The above research can give you an idea if a particular Cataract Surgeon is someone you should strongly consider to select as your eye surgeon. However, you cannot know if this is the person you want performing eye surgery for you until you get a chance to meet them. Personal comfort, demonstrating empathy and building trust are characteristics you can only experience face to face. It is important to hear, directly from the surgeon, what your situation presents to them in terms of challenges and how their experience translates into helping you get the best possible results.

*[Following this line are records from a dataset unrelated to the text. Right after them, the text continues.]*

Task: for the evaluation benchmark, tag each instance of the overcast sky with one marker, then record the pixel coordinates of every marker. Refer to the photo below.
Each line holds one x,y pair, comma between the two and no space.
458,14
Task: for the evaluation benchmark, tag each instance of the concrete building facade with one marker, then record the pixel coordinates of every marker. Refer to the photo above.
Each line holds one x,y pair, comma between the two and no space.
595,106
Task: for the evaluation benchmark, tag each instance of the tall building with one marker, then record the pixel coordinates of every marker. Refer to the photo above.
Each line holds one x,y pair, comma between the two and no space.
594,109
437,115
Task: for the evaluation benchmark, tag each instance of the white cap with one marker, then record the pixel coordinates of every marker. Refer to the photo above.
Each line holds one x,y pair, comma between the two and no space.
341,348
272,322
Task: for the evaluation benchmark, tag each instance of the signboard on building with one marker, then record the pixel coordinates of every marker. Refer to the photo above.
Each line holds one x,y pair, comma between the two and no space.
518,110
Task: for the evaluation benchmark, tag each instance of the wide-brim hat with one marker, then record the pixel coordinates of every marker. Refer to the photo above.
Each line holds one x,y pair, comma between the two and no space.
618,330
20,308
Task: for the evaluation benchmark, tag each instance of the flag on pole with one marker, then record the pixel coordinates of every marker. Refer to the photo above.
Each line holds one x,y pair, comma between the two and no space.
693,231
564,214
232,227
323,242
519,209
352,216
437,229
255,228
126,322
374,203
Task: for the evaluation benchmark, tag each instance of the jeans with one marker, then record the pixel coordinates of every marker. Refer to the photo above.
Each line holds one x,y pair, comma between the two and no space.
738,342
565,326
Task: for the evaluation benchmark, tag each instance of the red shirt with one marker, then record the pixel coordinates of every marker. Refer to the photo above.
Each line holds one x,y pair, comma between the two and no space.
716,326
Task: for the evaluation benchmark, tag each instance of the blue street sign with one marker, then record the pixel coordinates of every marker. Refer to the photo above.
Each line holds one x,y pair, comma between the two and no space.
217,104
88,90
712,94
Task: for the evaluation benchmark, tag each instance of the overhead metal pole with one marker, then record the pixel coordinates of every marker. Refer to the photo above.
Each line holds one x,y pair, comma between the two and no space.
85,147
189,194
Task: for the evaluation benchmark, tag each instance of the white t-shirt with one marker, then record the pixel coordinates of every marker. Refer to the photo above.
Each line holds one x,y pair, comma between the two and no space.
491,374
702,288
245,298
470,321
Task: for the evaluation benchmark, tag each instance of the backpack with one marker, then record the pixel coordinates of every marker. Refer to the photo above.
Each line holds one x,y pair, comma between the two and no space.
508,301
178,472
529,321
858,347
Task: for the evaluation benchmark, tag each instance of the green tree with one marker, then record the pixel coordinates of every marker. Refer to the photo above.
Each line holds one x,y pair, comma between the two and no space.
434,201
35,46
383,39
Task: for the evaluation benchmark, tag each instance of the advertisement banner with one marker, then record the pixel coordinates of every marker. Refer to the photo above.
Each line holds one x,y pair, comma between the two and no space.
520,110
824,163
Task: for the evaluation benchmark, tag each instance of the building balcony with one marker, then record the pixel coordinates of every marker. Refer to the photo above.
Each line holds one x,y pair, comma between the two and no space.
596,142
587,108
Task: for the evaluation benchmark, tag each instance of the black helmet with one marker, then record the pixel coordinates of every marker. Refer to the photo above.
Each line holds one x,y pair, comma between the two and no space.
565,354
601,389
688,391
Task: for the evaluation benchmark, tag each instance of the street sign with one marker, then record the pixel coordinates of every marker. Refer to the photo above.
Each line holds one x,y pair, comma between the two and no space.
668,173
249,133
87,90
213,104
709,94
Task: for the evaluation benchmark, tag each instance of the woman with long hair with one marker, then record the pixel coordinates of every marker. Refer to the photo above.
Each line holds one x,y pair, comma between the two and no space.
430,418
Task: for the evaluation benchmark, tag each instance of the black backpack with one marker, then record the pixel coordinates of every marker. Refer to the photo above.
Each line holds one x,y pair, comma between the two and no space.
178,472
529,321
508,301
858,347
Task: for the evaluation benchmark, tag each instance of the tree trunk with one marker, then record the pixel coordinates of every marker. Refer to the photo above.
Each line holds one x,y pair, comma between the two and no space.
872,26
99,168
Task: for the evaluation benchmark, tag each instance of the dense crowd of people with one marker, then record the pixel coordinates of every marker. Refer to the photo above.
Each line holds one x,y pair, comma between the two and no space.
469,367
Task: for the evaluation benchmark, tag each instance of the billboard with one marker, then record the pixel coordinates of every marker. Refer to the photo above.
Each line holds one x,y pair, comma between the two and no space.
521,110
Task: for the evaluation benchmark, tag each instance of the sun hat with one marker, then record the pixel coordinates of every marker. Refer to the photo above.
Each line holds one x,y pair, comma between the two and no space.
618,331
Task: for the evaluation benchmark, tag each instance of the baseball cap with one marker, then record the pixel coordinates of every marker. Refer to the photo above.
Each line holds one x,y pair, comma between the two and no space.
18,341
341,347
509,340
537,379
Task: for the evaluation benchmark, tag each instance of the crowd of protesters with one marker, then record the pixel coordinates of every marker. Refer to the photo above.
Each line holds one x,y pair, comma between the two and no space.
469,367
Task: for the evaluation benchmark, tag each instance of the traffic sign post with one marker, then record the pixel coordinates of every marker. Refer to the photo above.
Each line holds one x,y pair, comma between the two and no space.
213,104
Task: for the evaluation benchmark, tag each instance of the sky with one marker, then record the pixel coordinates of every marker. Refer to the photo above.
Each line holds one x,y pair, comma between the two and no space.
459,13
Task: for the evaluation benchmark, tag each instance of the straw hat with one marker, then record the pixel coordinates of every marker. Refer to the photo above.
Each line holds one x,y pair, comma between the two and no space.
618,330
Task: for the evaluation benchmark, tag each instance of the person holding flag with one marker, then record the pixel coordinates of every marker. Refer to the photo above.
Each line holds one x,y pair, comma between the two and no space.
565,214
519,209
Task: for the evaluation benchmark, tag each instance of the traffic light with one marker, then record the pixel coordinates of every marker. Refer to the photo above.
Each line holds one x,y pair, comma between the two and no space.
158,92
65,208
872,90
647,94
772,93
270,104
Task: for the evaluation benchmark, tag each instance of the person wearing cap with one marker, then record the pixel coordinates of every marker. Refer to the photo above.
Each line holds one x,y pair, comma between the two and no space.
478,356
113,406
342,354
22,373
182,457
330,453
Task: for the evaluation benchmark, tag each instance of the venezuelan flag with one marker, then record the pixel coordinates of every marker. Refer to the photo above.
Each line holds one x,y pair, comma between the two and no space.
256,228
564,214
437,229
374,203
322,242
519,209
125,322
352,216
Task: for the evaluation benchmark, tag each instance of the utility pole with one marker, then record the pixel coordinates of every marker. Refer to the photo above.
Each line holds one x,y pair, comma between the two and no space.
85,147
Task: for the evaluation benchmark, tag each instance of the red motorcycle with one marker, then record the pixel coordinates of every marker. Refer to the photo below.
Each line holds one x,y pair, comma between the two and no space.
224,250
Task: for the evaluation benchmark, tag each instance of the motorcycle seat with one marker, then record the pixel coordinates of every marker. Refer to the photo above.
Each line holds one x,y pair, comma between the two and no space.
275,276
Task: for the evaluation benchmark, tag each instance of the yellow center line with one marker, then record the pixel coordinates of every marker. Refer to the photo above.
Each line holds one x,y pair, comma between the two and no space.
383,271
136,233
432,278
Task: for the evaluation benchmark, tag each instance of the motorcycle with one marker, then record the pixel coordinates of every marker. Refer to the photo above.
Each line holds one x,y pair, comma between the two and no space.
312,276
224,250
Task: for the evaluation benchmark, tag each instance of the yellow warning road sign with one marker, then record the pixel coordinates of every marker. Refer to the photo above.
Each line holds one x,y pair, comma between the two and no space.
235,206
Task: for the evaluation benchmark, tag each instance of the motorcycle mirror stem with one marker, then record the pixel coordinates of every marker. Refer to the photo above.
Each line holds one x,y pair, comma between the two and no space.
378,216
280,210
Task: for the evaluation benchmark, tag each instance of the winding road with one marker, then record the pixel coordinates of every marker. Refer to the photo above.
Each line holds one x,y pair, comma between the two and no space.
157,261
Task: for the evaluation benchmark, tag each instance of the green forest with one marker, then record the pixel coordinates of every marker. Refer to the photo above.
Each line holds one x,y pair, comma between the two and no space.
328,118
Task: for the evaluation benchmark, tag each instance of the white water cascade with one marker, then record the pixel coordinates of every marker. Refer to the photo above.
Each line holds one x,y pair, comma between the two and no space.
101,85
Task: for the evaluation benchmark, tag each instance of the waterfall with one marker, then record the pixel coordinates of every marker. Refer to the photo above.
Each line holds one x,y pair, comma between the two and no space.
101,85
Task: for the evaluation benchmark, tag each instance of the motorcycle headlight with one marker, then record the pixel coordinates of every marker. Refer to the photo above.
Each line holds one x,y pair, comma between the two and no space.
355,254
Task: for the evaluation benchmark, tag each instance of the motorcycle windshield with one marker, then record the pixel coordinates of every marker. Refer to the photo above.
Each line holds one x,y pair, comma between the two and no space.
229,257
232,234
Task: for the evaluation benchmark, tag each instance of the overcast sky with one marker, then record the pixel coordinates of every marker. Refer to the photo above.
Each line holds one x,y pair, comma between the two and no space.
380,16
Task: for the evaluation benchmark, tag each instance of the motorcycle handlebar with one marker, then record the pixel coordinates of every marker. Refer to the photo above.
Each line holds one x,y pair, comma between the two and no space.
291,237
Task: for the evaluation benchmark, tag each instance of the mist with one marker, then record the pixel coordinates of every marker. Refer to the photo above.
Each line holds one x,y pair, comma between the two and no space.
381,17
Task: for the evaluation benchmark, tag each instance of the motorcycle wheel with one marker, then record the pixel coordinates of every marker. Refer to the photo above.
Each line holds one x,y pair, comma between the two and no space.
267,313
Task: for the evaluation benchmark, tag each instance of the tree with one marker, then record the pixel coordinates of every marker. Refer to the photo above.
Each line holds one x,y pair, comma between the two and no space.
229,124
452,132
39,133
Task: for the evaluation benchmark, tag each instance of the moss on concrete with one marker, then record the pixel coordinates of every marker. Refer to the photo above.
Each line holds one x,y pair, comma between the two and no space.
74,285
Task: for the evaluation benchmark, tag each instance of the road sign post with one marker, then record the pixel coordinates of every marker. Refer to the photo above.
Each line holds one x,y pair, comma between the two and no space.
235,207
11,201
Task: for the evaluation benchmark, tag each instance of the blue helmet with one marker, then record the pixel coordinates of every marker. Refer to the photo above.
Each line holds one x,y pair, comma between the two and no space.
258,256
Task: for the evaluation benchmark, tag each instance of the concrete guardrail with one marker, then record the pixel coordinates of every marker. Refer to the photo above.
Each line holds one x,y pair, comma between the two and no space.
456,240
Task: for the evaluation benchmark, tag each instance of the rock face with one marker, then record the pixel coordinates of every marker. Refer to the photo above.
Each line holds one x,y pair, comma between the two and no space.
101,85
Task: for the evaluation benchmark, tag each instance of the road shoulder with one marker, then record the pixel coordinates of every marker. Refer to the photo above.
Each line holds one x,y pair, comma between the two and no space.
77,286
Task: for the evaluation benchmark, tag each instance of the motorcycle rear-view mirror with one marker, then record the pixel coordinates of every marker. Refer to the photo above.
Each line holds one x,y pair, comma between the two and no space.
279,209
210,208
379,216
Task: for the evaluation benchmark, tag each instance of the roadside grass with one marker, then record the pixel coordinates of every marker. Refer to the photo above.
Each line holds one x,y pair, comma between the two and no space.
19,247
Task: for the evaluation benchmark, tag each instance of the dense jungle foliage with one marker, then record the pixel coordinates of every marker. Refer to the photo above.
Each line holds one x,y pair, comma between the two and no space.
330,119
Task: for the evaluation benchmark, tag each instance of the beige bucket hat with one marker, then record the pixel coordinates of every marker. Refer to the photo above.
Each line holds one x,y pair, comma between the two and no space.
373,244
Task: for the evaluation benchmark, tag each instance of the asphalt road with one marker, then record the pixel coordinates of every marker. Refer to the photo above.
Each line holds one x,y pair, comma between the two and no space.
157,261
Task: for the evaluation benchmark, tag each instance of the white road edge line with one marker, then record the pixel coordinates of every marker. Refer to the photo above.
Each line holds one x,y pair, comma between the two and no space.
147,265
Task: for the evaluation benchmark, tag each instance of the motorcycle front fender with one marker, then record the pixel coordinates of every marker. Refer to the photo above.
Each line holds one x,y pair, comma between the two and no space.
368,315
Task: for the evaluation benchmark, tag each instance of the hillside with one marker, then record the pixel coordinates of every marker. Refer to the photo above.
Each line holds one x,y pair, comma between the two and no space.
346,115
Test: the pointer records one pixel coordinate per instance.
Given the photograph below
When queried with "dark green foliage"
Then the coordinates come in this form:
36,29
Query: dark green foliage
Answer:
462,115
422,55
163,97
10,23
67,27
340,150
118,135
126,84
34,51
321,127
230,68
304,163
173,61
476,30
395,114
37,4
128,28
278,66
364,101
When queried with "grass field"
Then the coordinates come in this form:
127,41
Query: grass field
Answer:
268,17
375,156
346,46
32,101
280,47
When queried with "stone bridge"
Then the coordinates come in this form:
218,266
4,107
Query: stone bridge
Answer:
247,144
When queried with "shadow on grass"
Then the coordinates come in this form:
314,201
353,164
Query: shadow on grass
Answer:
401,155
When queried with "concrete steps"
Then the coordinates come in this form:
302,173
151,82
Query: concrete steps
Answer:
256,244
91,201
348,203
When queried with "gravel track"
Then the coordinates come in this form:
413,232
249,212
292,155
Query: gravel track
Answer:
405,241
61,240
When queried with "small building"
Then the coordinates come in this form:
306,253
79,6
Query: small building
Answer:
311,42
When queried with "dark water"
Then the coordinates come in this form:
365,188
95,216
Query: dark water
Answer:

Last, But Not Least….. Get a Second Opinion.

Most people don’t buy a car without test-driving a couple or more. Don’t limit your eye surgeon selection to a choice your insurance has made for you. If there is any discomfort, doubt, uncertainty or insecurity PLEASE get another opinion. The choice of an eye surgeon for Cataract Surgery is the most important step in the entire process. The best surgeons do not mind that you have or are going to get a second opinion. In fact, one quick test of your eye surgeon’s comfort with his or her own ability is to let him or her know that you would like a second opinion. If the surgeon becomes defensive about this then you know the second opinion was a good idea, after all.

To summarize-you owe it to yourself to have the best when it comes to your cataract surgery. Do not be limited by your insurance company. Take the time necessary to find the best Cataract Surgeons in your area. Schedule a consultation and a visit with them. Ask your questions-get comfortable-choose wisely.

The information that has been provided here is intended to give patients a basic understanding of how to choose a Cataract Surgeon. It is possible that your individual experience might be different. None of the information provided here is meant to be a substitute for or replace your eye doctor's consultation nor does it replace the need for you to consult with your Cataract Surgeon about specific details of Cataract Surgery and Intraocular Lens (IOL) Implantation.